Pour améliorer ce dépistage, autorités et associations ciblent les deux groupes les plus exposés depuis quelques années. « On a mis à disposition des personnes homosexuelles un site d’informations, sexosafe.fr, une page Facebook, on organise des interventions de terrain, énumère la spécialiste de Santé Publique France. En revanche, pour les personnes originaires d’Afrique subsaharienne, qui se servent peu d’Internet, on travaille via des magazines de santé, des partenariats avec des chaînes de radio ou télévision communautaires. » Un effort à poursuivre, sans doute.

Eviter les freins et les opportunités manquées

Pourquoi dans un pays où l’offre de soins est de qualité, autant de personnes ignorent leur infection ? « L’une des failles en France, ce sont les barrières légales, administratives, financières à l’accès à la santé pour les migrants d’origine afro-saharienne », souligne François Berdougo, militant de la lutte contre le sida et auteur de La fin du sida est-elle possible ? (Textuel). Qui appelle à faire la chasse aux opportunités manquées. « Aussi bien à la fin des années 1990 qu’aujourd’hui, certaines personnes passent par le système de santé sans qu’on leur ait proposé de test. »

Et Nathalie Lydié de suggérer une piste. « Si les femmes ont l’opportunité de se faire dépister au moment de la grossesse, le test n’est pas proposé de façon systématique au partenaire. »

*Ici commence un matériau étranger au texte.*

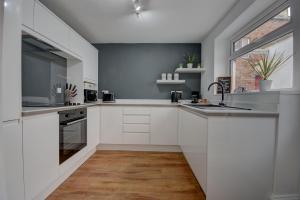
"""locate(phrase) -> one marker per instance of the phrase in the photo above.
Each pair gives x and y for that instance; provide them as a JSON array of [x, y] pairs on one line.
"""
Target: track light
[[138, 7]]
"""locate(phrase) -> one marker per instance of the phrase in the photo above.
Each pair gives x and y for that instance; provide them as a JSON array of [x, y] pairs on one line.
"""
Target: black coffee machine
[[176, 96], [195, 96]]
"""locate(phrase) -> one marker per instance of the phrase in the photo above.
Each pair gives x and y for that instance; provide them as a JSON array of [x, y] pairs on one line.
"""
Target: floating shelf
[[171, 82], [190, 70]]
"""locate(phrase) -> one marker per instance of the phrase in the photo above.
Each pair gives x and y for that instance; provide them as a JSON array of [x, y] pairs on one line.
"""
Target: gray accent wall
[[131, 70]]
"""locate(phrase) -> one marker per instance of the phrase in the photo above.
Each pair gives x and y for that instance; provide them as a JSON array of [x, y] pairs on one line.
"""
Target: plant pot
[[265, 85], [190, 65]]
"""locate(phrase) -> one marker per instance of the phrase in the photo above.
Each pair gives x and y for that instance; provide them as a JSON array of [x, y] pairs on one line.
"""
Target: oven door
[[73, 137]]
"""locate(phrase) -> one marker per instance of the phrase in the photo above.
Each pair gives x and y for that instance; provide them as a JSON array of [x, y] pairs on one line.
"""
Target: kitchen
[[139, 99]]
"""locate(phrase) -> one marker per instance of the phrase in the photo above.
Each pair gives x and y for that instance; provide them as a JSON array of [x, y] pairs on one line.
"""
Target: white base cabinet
[[193, 142], [139, 125], [111, 125], [11, 165], [41, 153], [93, 127], [231, 157], [164, 126]]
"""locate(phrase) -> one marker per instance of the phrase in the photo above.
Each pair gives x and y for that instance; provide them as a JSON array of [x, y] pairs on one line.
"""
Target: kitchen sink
[[216, 107]]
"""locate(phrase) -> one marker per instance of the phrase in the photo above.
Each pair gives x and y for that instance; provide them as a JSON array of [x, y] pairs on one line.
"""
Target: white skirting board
[[285, 197], [61, 179], [121, 147]]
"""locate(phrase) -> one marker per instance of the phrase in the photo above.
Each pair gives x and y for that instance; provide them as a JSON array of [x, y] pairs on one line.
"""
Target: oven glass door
[[73, 137]]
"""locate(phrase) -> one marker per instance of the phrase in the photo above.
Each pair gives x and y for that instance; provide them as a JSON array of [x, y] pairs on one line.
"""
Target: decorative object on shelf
[[226, 82], [176, 76], [190, 70], [264, 65], [170, 82], [70, 93], [190, 60]]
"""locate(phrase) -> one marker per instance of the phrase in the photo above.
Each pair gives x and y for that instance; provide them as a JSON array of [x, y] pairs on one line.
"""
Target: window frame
[[262, 18]]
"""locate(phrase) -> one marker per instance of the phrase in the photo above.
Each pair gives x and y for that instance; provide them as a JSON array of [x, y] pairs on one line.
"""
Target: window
[[271, 25], [272, 36]]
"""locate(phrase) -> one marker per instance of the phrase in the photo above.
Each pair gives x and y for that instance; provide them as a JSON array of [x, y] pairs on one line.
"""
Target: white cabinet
[[27, 13], [111, 125], [11, 62], [164, 124], [144, 125], [93, 127], [193, 142], [41, 153], [11, 162], [49, 25], [90, 64]]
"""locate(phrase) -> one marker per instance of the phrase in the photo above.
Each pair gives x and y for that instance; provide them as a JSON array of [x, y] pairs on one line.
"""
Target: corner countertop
[[28, 111]]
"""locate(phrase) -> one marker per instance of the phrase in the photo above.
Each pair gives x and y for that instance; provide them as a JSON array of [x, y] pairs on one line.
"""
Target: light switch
[[58, 90]]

Une coordination entre médecins et associations

Cet effort pour mieux dépister devrait également passer par « la sensibilisation des médecins généralistes, en tête de ligne pour aller chercher cette épidémie cachée, assure Nathalie Lydié. Santé Publique France propose ainsi à partir de ce vendredi un nouveau document sur les clefs du dépistage. Mais plus globalement, une bonne coordination entre généralistes, spécialistes, associations permettrait d’améliorer cette lutte contre l’épidémie, promet l'enquête de Santé Publique France.

Une prévention multiple… et méconnue

Faire en sorte que les personnes sachent qu’elles sont séropositives, c’est le premier étage de la fusée. Mais donner les moyens à ces personnes d’éviter toute contamination, c’est aussi possible. Pendant longtemps, on n’avait que le préservatif à proposer…. Aujourd’hui, l’offre préventive s’est, là aussi, élargie. Avec le traitement d’urgence après une prise de risque : une trithérapie à prendre dans les 72 heures suivant le rapport non protégé pour bloquer la mise en place de l’infection. Et depuis 2016, les séronégatifs qui prennent régulièrement des risques peuvent prendre un médicament qui les protège du virus, un peu à l’image de la pilule contraceptive qui évite une grossesse. On appelle ce traitement la prophylaxie pré-exposition, la Prep. Mais comme pour les outils de dépistage, « le défi aujourd’hui, c’est de faire connaître la diversité de l’offre préventive », argumente Nathalie Lydié.